Christianity received the unique Jewish understanding of divinity and radicalized it through theological, spiritual, and philosophical reflection. We see this expressed in two patristic assertions: (a) God made the world, not from pre-existent matter, but from nothing (creatio ex nihilo); and (b) the divine ousia is incomprehensible. These two assertions are inextricably woven together. In the words of St Gregory the Theologian: “No one has yet discovered or ever shall discover what God is in his nature and essence” (Or. 28.17).

This brings to mind Struans’ thoughts in one of his posts about theology, where he writes:

any answer[to the question of who is God?] only goes so far, language is limited and so fails to express the true meaning of God. (God=Transcendent, Humanity=Finite). Perhaps instead we need to try to experience God in prayer and show the meaning of God in our actions.

God is the creator, we may see Him in relation to this world and to us, but that is to see a small, if important (to us) part of Him. He stands above, beyond and outside time, even if, in the Incarnation He intervenes in it. He is omniscient, and in that word is the limitation of our understanding with our minds; we are not and cannot imagine what it means really, except as another way of saying we hold God in awe.

That is why we need Jesus. Jesus, Lord Immanuel – God with us – reveal to us what we need to know about God. The Jews missed Him, for the most part, because He did not fulfil their view of what God was, and that is why we should beware of accepting the old Jewish view; it did not reveal to them the true Messiah when He came.

The Jews looked for one who would smite their enemies, release Israel from her chains and restore her, a God who would scatter all his enemies and exalt his people. Yet, when He came into this world of sin, He did so as a baby, the child of a young virgin; He came with no trumpeting of palaces and power, no pomp or circumstance, but upon a midnight clear in a manger. Neither did He grow into one who gathered around Him an army which aided by the angelic hosts would liberate captive Israel and restore it. He was a wandering preacher of a type common at that time and in that region, and His mission ended in abject failure, the most abject that could be imagined, death, and death upon the Cross.
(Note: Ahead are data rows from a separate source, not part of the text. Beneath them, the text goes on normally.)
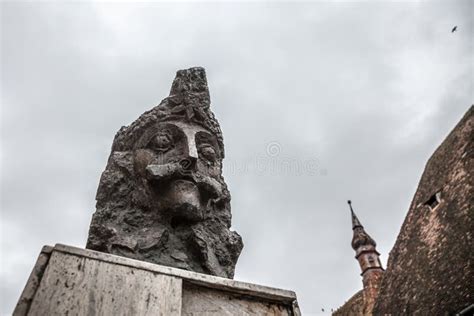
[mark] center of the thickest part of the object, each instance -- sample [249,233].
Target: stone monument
[162,197]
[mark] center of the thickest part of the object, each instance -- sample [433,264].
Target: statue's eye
[207,152]
[162,142]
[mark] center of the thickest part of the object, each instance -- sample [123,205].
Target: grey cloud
[368,89]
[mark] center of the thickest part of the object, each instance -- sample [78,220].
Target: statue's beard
[182,198]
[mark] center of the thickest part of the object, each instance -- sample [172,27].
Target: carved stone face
[162,197]
[180,164]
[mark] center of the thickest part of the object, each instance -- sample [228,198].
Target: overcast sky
[353,96]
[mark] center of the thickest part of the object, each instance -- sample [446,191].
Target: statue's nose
[188,162]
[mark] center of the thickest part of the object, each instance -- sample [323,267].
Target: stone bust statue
[162,197]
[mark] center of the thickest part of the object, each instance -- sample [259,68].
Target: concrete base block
[73,281]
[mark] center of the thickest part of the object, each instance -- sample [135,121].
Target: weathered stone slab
[73,281]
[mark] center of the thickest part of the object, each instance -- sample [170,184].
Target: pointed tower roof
[355,220]
[360,237]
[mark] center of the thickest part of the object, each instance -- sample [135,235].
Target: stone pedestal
[73,281]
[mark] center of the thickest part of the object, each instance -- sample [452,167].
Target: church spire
[355,220]
[360,237]
[369,261]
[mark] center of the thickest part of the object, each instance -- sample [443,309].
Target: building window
[434,201]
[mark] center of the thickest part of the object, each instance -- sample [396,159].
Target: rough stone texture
[199,301]
[162,197]
[354,306]
[430,269]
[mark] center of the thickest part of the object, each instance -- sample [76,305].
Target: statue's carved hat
[189,100]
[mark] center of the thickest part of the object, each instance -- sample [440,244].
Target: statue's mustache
[179,170]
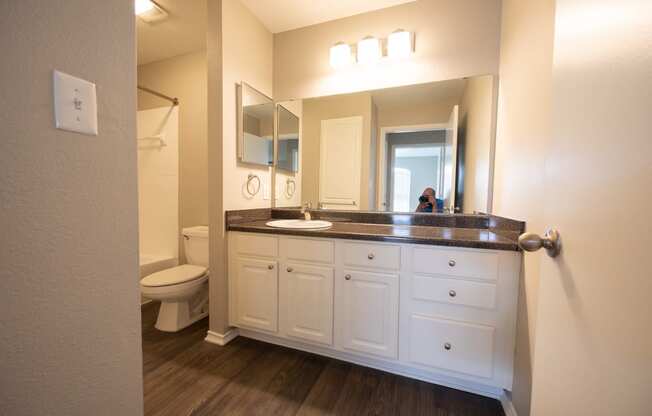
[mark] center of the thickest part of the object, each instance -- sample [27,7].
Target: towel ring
[290,187]
[253,180]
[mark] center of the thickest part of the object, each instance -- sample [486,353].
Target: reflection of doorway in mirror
[415,168]
[414,160]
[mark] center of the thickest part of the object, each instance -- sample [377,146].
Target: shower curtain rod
[174,100]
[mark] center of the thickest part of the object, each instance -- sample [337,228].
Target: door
[307,302]
[450,160]
[257,294]
[340,163]
[593,351]
[369,313]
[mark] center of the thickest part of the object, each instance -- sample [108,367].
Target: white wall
[523,131]
[70,330]
[184,77]
[247,56]
[158,182]
[454,39]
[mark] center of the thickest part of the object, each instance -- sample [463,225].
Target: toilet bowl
[182,290]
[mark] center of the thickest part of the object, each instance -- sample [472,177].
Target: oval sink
[300,224]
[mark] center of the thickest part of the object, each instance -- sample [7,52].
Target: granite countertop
[414,234]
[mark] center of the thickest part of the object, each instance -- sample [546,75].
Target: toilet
[182,290]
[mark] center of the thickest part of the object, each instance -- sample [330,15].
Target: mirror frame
[240,125]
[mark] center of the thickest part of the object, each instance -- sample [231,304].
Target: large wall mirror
[423,148]
[287,158]
[255,126]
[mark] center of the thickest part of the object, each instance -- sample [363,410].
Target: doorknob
[551,241]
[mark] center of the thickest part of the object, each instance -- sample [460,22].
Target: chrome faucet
[305,211]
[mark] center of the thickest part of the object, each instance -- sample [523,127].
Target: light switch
[75,104]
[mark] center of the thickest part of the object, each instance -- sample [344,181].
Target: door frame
[381,179]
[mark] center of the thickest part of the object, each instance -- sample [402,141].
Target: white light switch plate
[75,104]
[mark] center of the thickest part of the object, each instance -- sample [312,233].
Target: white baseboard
[508,406]
[380,364]
[221,339]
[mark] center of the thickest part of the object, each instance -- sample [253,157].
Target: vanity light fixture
[399,44]
[149,11]
[340,55]
[369,50]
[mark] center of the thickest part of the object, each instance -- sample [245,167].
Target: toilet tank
[195,245]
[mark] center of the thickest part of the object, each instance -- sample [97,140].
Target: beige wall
[523,130]
[434,113]
[453,39]
[476,116]
[318,109]
[70,329]
[184,77]
[247,56]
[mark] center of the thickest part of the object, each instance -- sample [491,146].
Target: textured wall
[69,299]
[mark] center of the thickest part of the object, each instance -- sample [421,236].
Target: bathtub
[151,264]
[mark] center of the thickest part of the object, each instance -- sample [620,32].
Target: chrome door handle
[551,241]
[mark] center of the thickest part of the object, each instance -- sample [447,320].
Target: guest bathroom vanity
[429,297]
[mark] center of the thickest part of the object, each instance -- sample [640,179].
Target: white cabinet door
[340,163]
[256,293]
[368,313]
[306,300]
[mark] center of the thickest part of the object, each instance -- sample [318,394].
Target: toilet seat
[174,276]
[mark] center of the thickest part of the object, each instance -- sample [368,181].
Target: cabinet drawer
[454,291]
[257,245]
[456,346]
[458,263]
[321,251]
[377,256]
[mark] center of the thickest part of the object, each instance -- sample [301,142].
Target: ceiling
[183,31]
[419,95]
[281,15]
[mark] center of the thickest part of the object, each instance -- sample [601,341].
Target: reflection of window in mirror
[288,140]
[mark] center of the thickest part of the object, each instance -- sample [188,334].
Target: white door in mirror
[300,224]
[75,104]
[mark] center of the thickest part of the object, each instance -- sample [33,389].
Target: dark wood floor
[186,376]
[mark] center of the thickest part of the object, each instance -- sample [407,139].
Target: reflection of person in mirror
[429,203]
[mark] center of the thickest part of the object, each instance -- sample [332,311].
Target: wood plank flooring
[183,375]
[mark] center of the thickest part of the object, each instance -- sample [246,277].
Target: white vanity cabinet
[441,314]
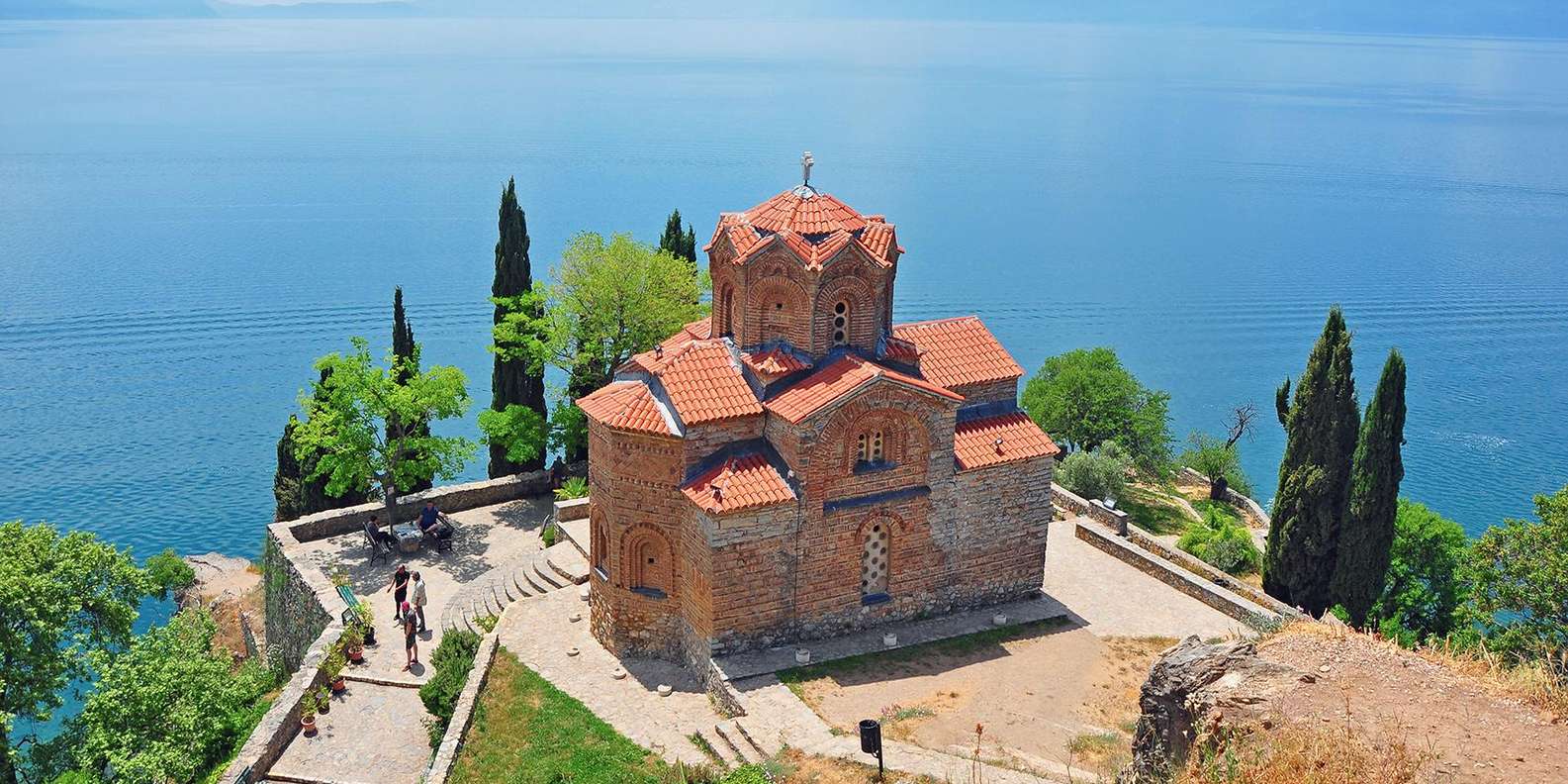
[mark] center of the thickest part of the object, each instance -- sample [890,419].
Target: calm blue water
[193,211]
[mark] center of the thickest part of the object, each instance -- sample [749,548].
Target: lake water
[193,211]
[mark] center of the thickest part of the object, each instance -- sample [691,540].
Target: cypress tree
[680,244]
[407,353]
[1315,475]
[1367,532]
[511,383]
[297,496]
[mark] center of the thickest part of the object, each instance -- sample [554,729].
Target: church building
[800,466]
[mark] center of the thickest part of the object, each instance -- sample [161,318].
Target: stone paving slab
[375,735]
[753,663]
[538,631]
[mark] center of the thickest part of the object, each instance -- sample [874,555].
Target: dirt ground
[1466,728]
[1061,695]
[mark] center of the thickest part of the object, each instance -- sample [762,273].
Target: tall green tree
[407,353]
[1520,576]
[1085,399]
[347,426]
[1315,475]
[676,242]
[1424,588]
[63,601]
[169,706]
[516,383]
[610,300]
[1377,469]
[295,496]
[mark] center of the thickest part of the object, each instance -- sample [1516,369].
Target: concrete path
[375,735]
[1114,599]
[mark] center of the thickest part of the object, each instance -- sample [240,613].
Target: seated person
[377,534]
[430,523]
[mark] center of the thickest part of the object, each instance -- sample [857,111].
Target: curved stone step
[568,563]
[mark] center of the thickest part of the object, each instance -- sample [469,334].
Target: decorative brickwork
[827,493]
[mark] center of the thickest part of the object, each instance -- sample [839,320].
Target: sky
[1449,18]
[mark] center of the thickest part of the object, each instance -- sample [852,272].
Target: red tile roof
[975,441]
[774,362]
[739,483]
[626,405]
[957,351]
[704,383]
[838,380]
[811,225]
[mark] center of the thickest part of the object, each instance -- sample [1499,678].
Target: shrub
[1099,474]
[452,660]
[169,572]
[573,488]
[1222,542]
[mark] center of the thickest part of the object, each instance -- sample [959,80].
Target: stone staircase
[734,745]
[549,569]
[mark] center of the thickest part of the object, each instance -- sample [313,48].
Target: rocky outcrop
[1190,687]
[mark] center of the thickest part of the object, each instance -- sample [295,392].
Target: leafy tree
[1098,474]
[169,706]
[678,244]
[1085,397]
[1315,475]
[610,300]
[452,660]
[347,424]
[1377,469]
[407,353]
[297,496]
[1520,574]
[1424,590]
[63,599]
[514,381]
[1222,542]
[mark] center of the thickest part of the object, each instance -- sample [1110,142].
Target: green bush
[452,660]
[1099,474]
[1222,542]
[169,572]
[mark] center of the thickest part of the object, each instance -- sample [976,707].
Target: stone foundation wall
[450,497]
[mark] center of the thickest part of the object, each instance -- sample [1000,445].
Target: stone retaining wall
[450,497]
[463,712]
[1176,577]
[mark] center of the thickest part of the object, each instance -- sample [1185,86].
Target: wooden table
[408,537]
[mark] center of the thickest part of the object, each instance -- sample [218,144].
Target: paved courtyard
[488,539]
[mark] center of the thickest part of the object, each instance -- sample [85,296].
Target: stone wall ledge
[1178,577]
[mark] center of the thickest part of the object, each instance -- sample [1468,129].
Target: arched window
[869,448]
[874,560]
[649,569]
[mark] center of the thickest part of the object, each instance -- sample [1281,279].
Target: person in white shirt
[418,598]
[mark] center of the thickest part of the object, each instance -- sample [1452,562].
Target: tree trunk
[7,768]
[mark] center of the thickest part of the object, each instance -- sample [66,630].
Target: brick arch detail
[766,320]
[865,306]
[905,440]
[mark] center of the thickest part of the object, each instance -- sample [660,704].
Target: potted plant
[367,622]
[355,643]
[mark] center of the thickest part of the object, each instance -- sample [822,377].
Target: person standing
[399,588]
[417,598]
[410,636]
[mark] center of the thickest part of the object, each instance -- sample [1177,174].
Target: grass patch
[952,646]
[1153,512]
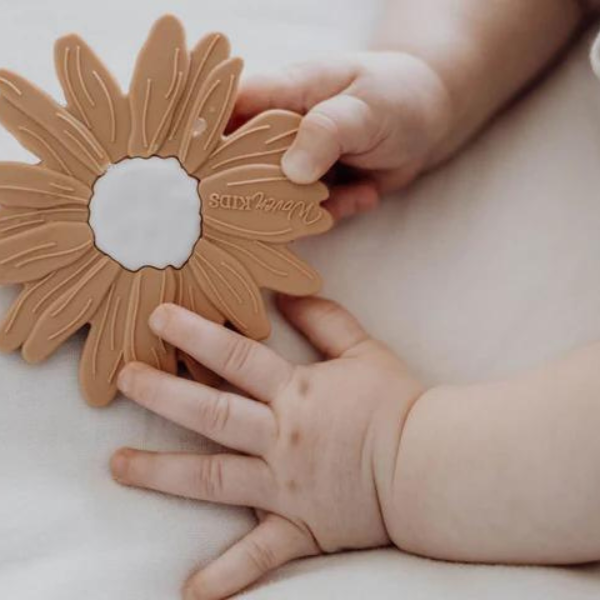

This was not where the Jews of old had looked for their Messiah. Neither did many believe those who had followed Him and said He had risen again. They were looking for that God they had in their heads and in the Scriptures as they read them. But He was not to be found in glory and majesty as the Jews understood these things. He was to be found in love, in service, in humility and in obedience to the will of the Father. That will was not that angelic hosts should come to prove to sinful man that he must change his ways, nor that by His Divine Fiat, God would wipe away our sins. No, that will was that God Himself would be incarnate, take upon Himself our humanity and suffer to redeem our loss. It is no wonder so many find belief difficult. What God is this? It is the God who is love.